Think of the European Union and what
springs to mind? Corruption, nepotism, a contempt for accountability
and transparency, massive waste, persecution of whistleblowers – topped
off by a sclerotic bureaucracy? Well, think again – about the last
part, anyway. The European Commission in Canberra has moved very
quickly – to slap down Janet Albrechtsen.
La Janet had a go at the proposed EU constitution in her Australian column on Wednesday, headed Risks in the EU’s pursuit of happiness.
“Laws that were once decided by the people of one country will be
decided by others,” she wrote. “Sovereignty and self-determination are
being eroded.”
By Friday, the Eurocrats in Canberra had hit back, on their website and in an email circulated to subscribers of their news service:
EUROMYTH NO. 16: THE GREAT COMMISSION OCTOPUS
This
time a Euromyth a little closer to home. The fallacy of the
tentacle-like European bureaucracy as being oversized and unwieldy is
one often trumpeted in the British media and therefore aped by some of
the press down under. The most recent example comes from Janet
Albrechtsen, columnist with The Australian. In an article (May
11) which labels the ‘grand utopian experiment’ of the EU as a stealthy
attempt to ‘dump the nation-state’, Albrechtsen describes the EU’s
executive, the Brussels-based European Commission, as a ‘mammoth
centralised bureaucracy’. In fact the Commission, with its 21,863
employees, is smaller than Australia’s Centrelink, which has a total of
24,632 staff. What many tend to forget is that almost all EU
regulations and legislation drafted by the Commission has to be voted
on by both the European Parliament, the Council of Ministers which is
made up of ministers from the EU Member States, and then often by the
Heads of State and Government of EU countries via the European Council.

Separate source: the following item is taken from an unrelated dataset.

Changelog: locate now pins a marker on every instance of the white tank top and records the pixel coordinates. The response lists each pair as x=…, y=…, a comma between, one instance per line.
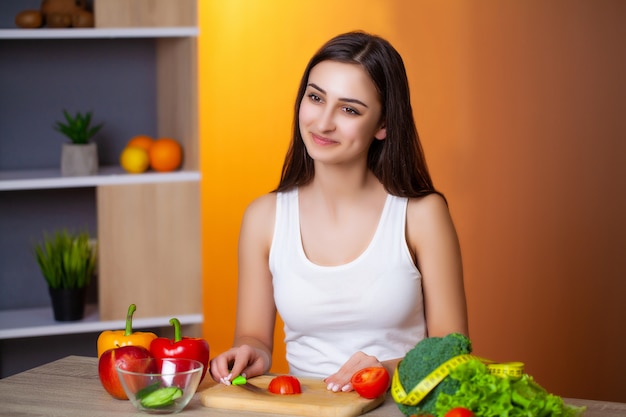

The Commission has very little unchecked capacity to design and enforce
rules from Brussels of its own volition. All up, the Commission is
probably the same size as the combined policy divisions of the
Australian federal government, yet it serves a truly ‘mammoth’ 455
million people, as opposed to a mere 20 million.PS: Albrechtsen’s article would surely win any award for Euro-drivel!
Ah,
right. “The fallacy of the tentacle-like European bureaucracy as being
oversized and unwieldy is one often trumpeted in the British media and
therefore aped by some of the press down under.” An Anglo-Saxon
conspiracy, in other words? Good to see that the sprit of General de
Gaulle has moved from the Quai d’Orsay to Brussels.